If you're finding not talking about your ex while around your mutual friends impossible, you may want to take a temporary sabbatical from hanging out with them. This isn't a permanent thing, and if you explain to your friends that you just don't want to open to any possible doors to communication, they'll understand. Your friends might feel relieved, honestly — taking time apart will keep them from feeling pressure to choose sides.

9. Try Not To Compare New People To Your Ex

Once you're back in the dating game, try not to draw comparisons between the people you're currently seeing and your ex. So maybe your ex was a better kisser or funnier; if you spend your dating life fixating on your ex's personal qualities, you're subconsciously pushing yourself back in their direction, running the risk of another reunion.

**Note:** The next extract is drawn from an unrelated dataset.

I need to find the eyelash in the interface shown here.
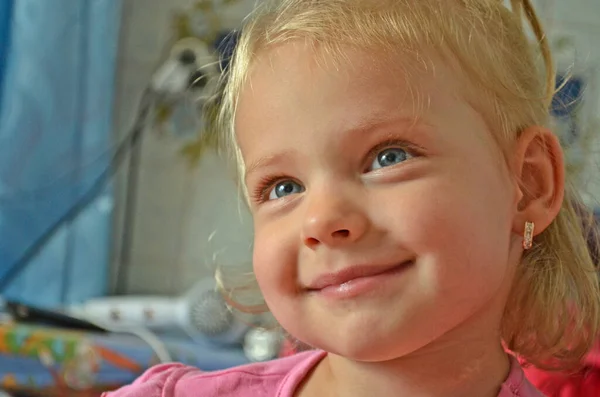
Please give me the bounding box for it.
[364,138,423,170]
[251,174,293,204]
[251,139,423,204]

Try to evaluate new people you meet on their own merit, not on how they stand compared to your ex. You'll have more fun, feel less stressed, and realize that this new person will be good at some things that your ex could never do, too.

10. Stop Thinking That You Can Still ‘Fix’ The Relationship

People break up for a reason. In the days and weeks that follow your break up, you might think that you can sort through the problems that plagued your relationship, and give it another go with greater awareness of these issues. But if this is your third or fourth time at the rodeo, you've already tried. What else can you do now? Deluding yourself into thinking you can repair something that's so clearly broken will only drive you mad.

11. Realize That You Deserve Better

Yo-yo relationships are indicative of a problem inherent in the relationship. Either you or your partner are lukewarm about the whole thing, or it's just not meant to be. Yes, there is something comforting about going back to what's familiar, especially if you still have feelings. But you deserve someone who's in it to win it.

If someone doesn't love you with everything they have or you don't love them with everything you have, then there's no point trying over and over again. Giving it another go won't make you commit to each other more deeply, or love each other more. It's only when you realize just how much you truly deserve that you can stop accepting inferior relationships, and cut and run for good.